Increased pensions were offered workers who would take early retirement, but the major tool was an employer-financed “repatriation fund” that paid older workers –most of them Filipinos – up to $2,500 plus transportation costs if they would choose to return home. Many had long wanted to return, but had never made enough money to do so.

By 1960, the plantation workforce was down to 9,000, about half its pre-World War II size. At the same time, hand labor was virtually eliminated. No longer were there gangs of workers wielding machetes and carrying loads of sugarcane and pineapples on their backs. Specially designed bulldozers and cranes were brought in to do the heavy work.  Because there were fewer of them, and because the machinery enabled them to produce more, Hawaii’s farm workers became – and remain – far and away the country’s most highly compensated. Other farm workers continue to toil in poverty, while the Hawaiian workers earn wages comparable to those of non-farm workers and benefits unknown on most farms – medical and dental care, sick leave, paid holidays and vacations, pensions, overtime and severance pay and even, in some cases, 40-hour workweeks.
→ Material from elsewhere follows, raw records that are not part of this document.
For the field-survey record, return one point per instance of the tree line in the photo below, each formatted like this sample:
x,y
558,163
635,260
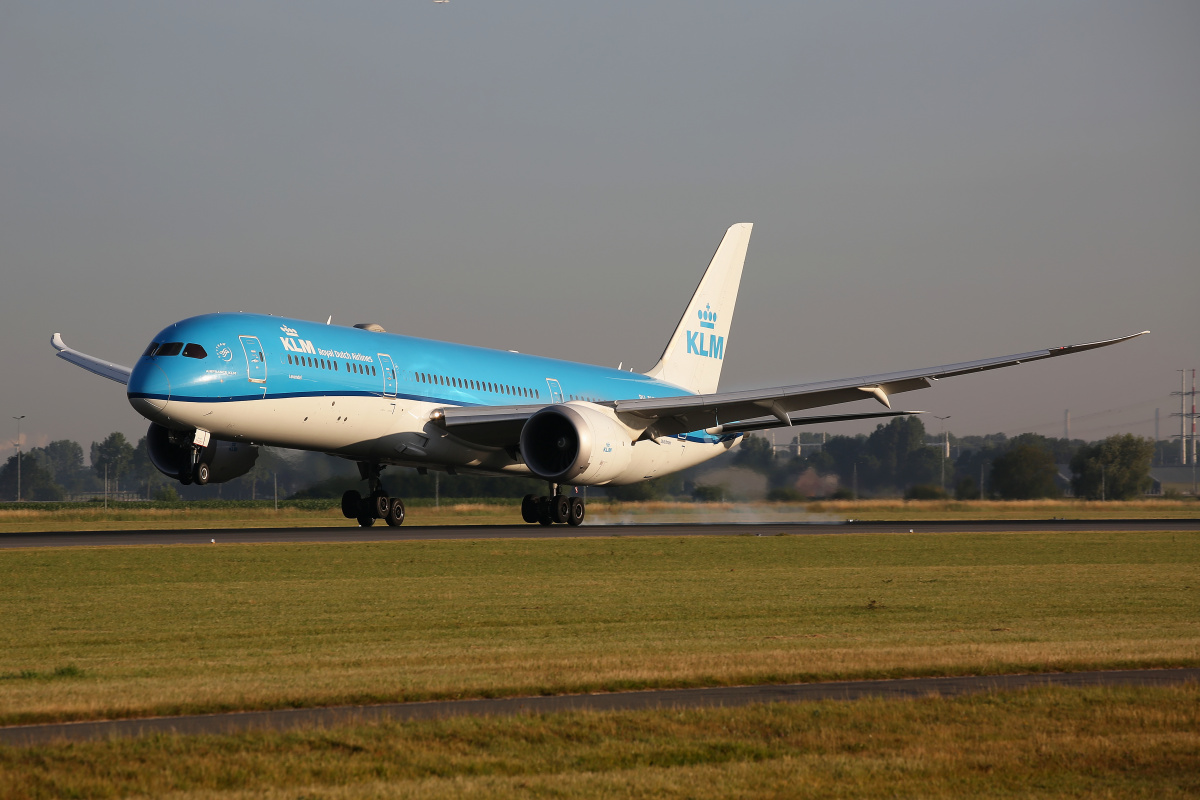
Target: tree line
x,y
894,459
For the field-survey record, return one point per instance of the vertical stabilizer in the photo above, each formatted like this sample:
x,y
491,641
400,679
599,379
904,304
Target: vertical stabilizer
x,y
696,350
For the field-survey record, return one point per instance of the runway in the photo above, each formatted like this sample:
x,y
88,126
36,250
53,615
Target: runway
x,y
678,698
414,533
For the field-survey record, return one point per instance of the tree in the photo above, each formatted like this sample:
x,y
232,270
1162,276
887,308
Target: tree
x,y
36,480
1025,473
900,455
65,462
114,455
1114,469
756,453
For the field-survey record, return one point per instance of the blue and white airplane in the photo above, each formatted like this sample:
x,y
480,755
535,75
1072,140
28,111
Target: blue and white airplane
x,y
217,386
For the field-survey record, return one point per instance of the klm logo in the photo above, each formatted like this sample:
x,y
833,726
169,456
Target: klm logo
x,y
303,346
706,344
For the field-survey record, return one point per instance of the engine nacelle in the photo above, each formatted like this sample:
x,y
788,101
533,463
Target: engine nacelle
x,y
576,444
171,452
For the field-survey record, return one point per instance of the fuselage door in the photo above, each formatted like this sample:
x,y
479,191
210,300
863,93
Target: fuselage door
x,y
256,360
389,374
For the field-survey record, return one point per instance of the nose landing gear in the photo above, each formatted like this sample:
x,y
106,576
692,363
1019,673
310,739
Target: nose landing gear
x,y
556,509
376,505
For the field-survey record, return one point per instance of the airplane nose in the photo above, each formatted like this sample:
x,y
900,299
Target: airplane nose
x,y
149,389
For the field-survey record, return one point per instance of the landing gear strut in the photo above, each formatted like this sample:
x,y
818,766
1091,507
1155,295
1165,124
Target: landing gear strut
x,y
555,509
377,505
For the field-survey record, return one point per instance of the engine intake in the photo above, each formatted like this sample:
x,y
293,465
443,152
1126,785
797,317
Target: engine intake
x,y
171,452
575,444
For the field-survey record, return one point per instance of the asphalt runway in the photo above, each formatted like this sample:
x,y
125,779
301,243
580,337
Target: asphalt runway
x,y
415,533
678,698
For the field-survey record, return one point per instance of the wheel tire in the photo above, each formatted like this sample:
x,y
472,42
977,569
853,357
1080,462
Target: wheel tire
x,y
529,509
381,504
351,503
544,512
575,512
395,515
559,509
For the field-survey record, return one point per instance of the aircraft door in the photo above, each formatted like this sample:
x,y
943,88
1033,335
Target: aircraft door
x,y
389,374
256,360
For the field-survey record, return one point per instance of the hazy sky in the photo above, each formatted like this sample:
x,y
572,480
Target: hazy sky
x,y
930,182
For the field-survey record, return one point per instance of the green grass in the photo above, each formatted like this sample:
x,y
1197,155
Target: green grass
x,y
1049,743
185,629
507,511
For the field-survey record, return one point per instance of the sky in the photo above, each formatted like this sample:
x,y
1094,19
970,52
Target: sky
x,y
929,181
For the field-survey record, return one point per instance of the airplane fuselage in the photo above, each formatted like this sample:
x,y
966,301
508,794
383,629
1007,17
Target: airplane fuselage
x,y
371,396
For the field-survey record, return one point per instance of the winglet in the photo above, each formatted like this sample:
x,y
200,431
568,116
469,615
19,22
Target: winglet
x,y
90,362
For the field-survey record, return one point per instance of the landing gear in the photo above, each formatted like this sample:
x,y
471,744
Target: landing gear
x,y
556,509
529,509
376,505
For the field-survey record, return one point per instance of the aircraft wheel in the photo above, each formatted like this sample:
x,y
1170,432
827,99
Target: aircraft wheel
x,y
351,503
561,509
381,505
575,512
529,509
395,515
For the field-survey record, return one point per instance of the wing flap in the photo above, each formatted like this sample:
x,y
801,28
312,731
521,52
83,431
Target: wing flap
x,y
90,362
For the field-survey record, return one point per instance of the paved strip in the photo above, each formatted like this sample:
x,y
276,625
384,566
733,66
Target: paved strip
x,y
677,698
418,533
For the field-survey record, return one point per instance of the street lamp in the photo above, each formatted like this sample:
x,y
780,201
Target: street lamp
x,y
946,446
18,455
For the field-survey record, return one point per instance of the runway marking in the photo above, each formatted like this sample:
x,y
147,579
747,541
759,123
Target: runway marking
x,y
677,698
414,533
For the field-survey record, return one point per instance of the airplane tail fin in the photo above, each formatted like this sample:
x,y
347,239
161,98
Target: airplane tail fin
x,y
695,353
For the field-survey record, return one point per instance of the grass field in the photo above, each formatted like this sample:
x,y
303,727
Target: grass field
x,y
304,513
108,632
1050,743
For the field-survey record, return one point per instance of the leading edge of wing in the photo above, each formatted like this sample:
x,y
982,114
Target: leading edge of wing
x,y
90,362
744,404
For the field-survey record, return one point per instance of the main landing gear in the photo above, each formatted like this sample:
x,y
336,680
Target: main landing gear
x,y
553,509
376,505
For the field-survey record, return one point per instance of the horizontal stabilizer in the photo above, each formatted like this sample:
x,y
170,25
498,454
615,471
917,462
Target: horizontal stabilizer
x,y
768,422
684,413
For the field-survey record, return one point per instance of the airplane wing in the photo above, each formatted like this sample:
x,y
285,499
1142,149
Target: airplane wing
x,y
90,362
675,415
744,410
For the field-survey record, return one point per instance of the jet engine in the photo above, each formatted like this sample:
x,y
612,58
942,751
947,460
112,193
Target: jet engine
x,y
171,452
575,444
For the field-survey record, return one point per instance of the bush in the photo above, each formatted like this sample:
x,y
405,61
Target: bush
x,y
167,494
708,493
925,492
966,489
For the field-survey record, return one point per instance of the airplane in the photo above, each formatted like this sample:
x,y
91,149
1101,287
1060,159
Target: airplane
x,y
217,386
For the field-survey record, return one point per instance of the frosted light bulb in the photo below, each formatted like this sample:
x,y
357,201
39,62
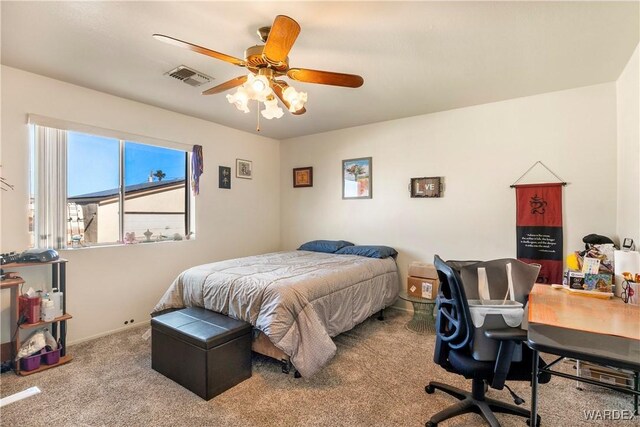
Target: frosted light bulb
x,y
240,99
271,109
295,99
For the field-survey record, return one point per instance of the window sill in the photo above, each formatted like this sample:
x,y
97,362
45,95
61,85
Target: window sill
x,y
116,245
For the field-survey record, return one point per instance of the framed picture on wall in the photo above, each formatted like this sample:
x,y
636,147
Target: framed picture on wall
x,y
224,177
426,187
244,169
303,177
357,178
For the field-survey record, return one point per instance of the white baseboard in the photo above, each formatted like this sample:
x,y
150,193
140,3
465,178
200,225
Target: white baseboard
x,y
113,331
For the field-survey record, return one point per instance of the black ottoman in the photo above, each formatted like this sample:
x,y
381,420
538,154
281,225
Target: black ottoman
x,y
204,351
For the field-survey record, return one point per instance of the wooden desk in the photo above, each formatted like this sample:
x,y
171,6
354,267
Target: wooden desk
x,y
555,307
606,332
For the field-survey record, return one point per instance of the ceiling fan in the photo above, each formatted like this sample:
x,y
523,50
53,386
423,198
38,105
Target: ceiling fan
x,y
267,64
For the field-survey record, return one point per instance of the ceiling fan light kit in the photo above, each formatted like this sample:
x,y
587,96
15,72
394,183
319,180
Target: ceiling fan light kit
x,y
266,63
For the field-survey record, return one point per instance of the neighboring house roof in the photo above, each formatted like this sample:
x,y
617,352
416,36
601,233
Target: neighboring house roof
x,y
130,190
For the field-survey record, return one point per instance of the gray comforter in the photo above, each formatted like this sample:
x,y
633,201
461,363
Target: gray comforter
x,y
298,299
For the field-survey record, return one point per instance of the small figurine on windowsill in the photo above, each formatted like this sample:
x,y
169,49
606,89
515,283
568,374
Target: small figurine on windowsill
x,y
130,238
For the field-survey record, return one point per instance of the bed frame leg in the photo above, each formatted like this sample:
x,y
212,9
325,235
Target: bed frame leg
x,y
286,366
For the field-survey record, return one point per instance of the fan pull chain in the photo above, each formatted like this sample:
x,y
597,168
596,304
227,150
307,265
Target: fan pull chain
x,y
258,110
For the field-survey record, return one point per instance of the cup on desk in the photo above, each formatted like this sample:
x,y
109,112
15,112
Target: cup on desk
x,y
634,288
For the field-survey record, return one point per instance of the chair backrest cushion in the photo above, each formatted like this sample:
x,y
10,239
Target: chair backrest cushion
x,y
524,277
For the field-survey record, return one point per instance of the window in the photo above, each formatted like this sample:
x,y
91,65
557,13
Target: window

Plantation and longshore workers are still the backbone of the ILWU in Hawaii, but Hall long ago led the union into just about every industry in the islands, Bakers, factory workers, automobile salesmen, supermarket clerks and a wide variety of other workers, especially including hotel workers and others in Hawaii’s extensive tourist industry – all carry union cards. It’s their guarantee of economic and political rights and rewards, of dignity and self-respect and a chance to determine their own destinies, of an effective voice on the job and in their communities, of fair and equal treatment their forebears could only dream of.

Without the leadership of Jack Hall, that impossible dream might never have come true.


Dick Meister, former Labor Editor of the San Francisco Chronicle, is co-author of “A Long Time Coming: The Struggle to Unionize America’s Farm Workers” (Macmillan). For more on Jack Hall, see “A Spark Is Struck, Jack Hall and the ILWU in Hawaii” by Sanford Zalburg.